In "Healthy Interstate Commerce," a recent post on Cato's daily weblog, Cato@Liberty, Arnold Kling, a Cato adjunct scholar, writes, "The judge who threw out Maryland's Wal-Mart law apparently did so on interstate commerce grounds. ... Maybe that same judge should throw out state health insurance mandates. They have the effect of making it impossible for private health insurance companies to engage in interstate commerce. Once upon a time, the right to engage in interstate commerce free of state regulation was something in the Constitution -- it did not merely depend on Erisa."

Re-Educating Congress

The Des Moines Register reports: "Iowa Gov. Tom Vilsack and U.S. Sen. Hillary Rodham Clinton, (D-NY), appeared together here Wednesday to tout a new $220 billion Democratic initiative to send more students to college in the face of soaring tuition rates."

"If enacted, it would create 1 million more college graduates than would have been expected by 2015, they said. Americans must be 'the most innovative and creative people on the face of the Earth, and to do that we have to have young people have access to college,' Vilsack said."
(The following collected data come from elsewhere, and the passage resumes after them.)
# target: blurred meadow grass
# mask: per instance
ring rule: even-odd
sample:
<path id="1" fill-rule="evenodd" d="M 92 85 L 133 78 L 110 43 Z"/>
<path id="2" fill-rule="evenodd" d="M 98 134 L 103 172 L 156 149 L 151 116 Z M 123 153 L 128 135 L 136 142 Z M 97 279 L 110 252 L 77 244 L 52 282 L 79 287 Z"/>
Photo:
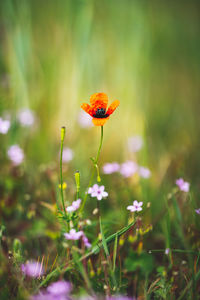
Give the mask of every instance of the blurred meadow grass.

In "The Folly of Federal Policy," Neal McCluskey, a Cato education policy analyst, writes, "Here's how it works: People who want to go to college complain to their representatives in Washington that higher education is too expensive. Politicians, in turn, boost aid to get the petitioners' votes. Colleges, because they know students can now pay it, then raise their tuition to get more money to conduct research, pay higher salaries, and build nicer amenities to attract the now better-healed students. But then the people who complained originally are priced out of college again ... and the cycle repeats."